6. The conveyor according to claim 5, characterized in that a second deviation-adjusting actuator (2) is further provided at the head and tail of the belt conveyor, the second deviation-adjusting actuator (2) comprising:

a roller assembly (21), wherein the roller assembly (21) comprises a rotating frame (211) and a surface increasing roller (212) arranged on the rotating frame (211), and the roller assembly (21) is used for supporting a return stroke section of a conveying belt (5) of the conveyor;

-a second base (22), the second base (22) being adapted to be fixed to the frame of the conveyor, the rotating frame (211) being mounted to the centre of rotation of the second base (22) by a central rotation axis of the bottom, and being provided at both ends of the second base (22) with rails (222) respectively along which the end running gear (221) of the rotating frame (211) moves when the drum assembly (21) rotates; and

the second deviation adjusting push rod (23), one end traveling device (221) is driven by the second deviation adjusting push rod (23), and the second deviation adjusting push rod (23) can be driven by the second servo motor (4) to push the roller assembly (21) to rotate around the rotation center of the second base (22) so as to achieve deviation adjustment of the return adhesive tape surface of the conveying belt (5).

7. A conveyor according to claim 6, characterized in that the rotating frame (211) comprises a middle cross beam (213), the end running gear (221) comprising rollers at both ends of the cross beam (213), the end running gear (221) being brought to move on the track (222) by the rollers rolling along the track (222).

8. Conveyor according to claim 7, characterized in that the cross beam (213) has a triangular cross section with its apex angle close to the roller (212), the two sides of the middle part of the second base (22) being close to the two bases of the triangular cross section of the cross beam (213), respectively, and blanking spaces being provided on both sides of the second base (22).
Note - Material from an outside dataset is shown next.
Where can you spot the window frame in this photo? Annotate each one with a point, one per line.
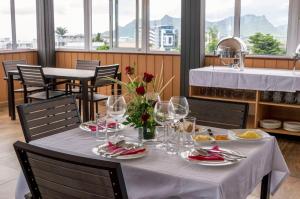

9. A conveyor according to claim 6, characterized in that the conveyor further comprises a deviation correction control system and a conveyor belt deviation detection device, the detection device being in communication with the control system, the deviation detection device being adapted to transmit a deviation signal to the control system when the detection device detects a deviation of the conveyor belt (5), the control system automatically controlling the deviation adjustment performing device (1) and the second deviation adjustment performing device (2) to perform a deviation adjustment of the conveyor belt (5) of the conveyor.

10. The conveyor of claim 6, further comprising a manual deskew controller mounted to the nose section and tail section.